She’d never wanted to fight for them.
I’ve got to get
out of here.
Though it went against the grain—mostly because she was pretty certain it
wouldn’t work, and you weren’t supposed to cast magic willy nilly—she pictured
her home, mixed magic from earth and fire, and begged the Old Ones to see her
delivered safely. Once she set the spell in motion, there’d be no going back.
If she didn’t end up where she’d planned, she’d be taken to task, maybe even
stripped of her powers, depending on how pissed off the Lemurians were.
Aislinn
didn’t have any illusions left. It had been three years since her world
crumbled. Two since her mother died. She’d wasted months railing against God,
or the fates, or whoever was responsible for robbing her of her boyfriend and
her parents and her life, goddammit.
Then
the Old Ones—Lemurians, she corrected herself—had slapped reason into her,
forcing her to see the magic that kept her alive as a resource, not a curse.
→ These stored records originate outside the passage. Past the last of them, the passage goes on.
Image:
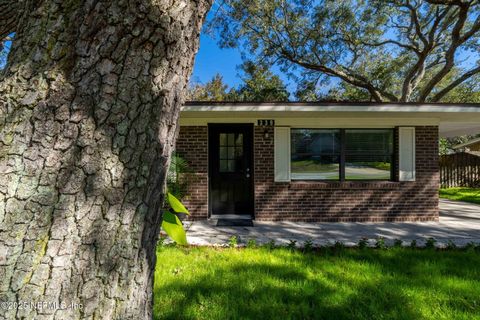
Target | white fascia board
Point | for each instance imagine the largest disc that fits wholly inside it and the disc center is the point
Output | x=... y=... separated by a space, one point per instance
x=330 y=108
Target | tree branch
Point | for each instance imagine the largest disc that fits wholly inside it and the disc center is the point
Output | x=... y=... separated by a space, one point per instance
x=457 y=40
x=455 y=83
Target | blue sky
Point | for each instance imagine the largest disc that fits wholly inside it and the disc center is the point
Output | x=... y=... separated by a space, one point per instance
x=211 y=59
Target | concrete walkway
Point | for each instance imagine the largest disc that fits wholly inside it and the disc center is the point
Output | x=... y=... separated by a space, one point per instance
x=459 y=222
In
the intervening time, she’d not only come to terms with that magic, but it had
become a part of her. The only part she truly trusted. Without the magic that
enhanced her senses, she’d be dead within hours.
Please… It was a
struggle not to clasp her hands together in an almost forgotten gesture of
supplication. Juggling an image of her home while maintaining enough light to
hold the Bal’ta at bay, Aislinn waited. Nothing happened. She was supposed to
vanish, her molecules transported by proxy to where she wished to go. This was
way more than the normal journey—or jump—spell, though. Because she needed to
go much farther.
She
poured more energy into the teleportation spell. The light around her
flickered. Bal’ta dashed forward, jaws open, saliva dripping. She smelled the
rotten crypt smell of them and cringed. If they got hold of her, they’d feed
off her until she was nothing but an empty husk. Or worse, if one took a shine
to her, she’d be raped in the bargain and forced to carry a mixed breed child.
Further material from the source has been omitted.